F1 ‘distrust’ threatens cost-curbing agreement
First it was Red Bull, but now Mercedes is the subject of the latest speculation about teams breaking the gentleman's agreement known as the FOTA-sponsored resource restriction agreement (RRA).
The Mercedes rumors have gained strength since Mercedes signed Geoff Willis and Aldo Costa to join Mercedes' existing technical bosses Ross Brawn and Bob Bell.
"Each of the teams and team principals continue to assure FOTA that they are abiding by the limitations that are contained within the RRA," formula one teams association chairman Martin Whitmarsh said in Korea on Friday.
Red Bull has made clear it will only agree to a new agreement – one that "doesn't involve commenting or politicking" – if the other teams don't power speculation about breaches.
"Red Bull does favor the RRA being around, but in a way that's clear, tangible, policeable and encompasses all of what formula one is rather than cherry-picking elements of it," added team boss Christian Horner.
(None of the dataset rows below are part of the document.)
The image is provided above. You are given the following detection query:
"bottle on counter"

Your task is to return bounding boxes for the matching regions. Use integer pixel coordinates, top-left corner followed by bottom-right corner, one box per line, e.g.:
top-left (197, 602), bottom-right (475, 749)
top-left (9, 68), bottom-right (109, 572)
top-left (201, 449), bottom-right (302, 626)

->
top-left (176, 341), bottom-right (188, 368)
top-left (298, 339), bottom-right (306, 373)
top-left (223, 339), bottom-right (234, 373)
Mercedes figures including Brawn and Norbert Haug have this weekend denied the bolstering Brackley based team is stepping over the line in adhering to the RRA.
"I think for us, we're respecting the RRA but I think it's at a crossroads," said team boss Brawn.
"I think it's at a crossroads because it's now starting to bite those three or four teams who have to control their resource to comply.
"The teams have to come together to find a solution … or else we will have a continuation of the problems that we're having at the moment, all the comments, the rumor, the innuendo, the distrust."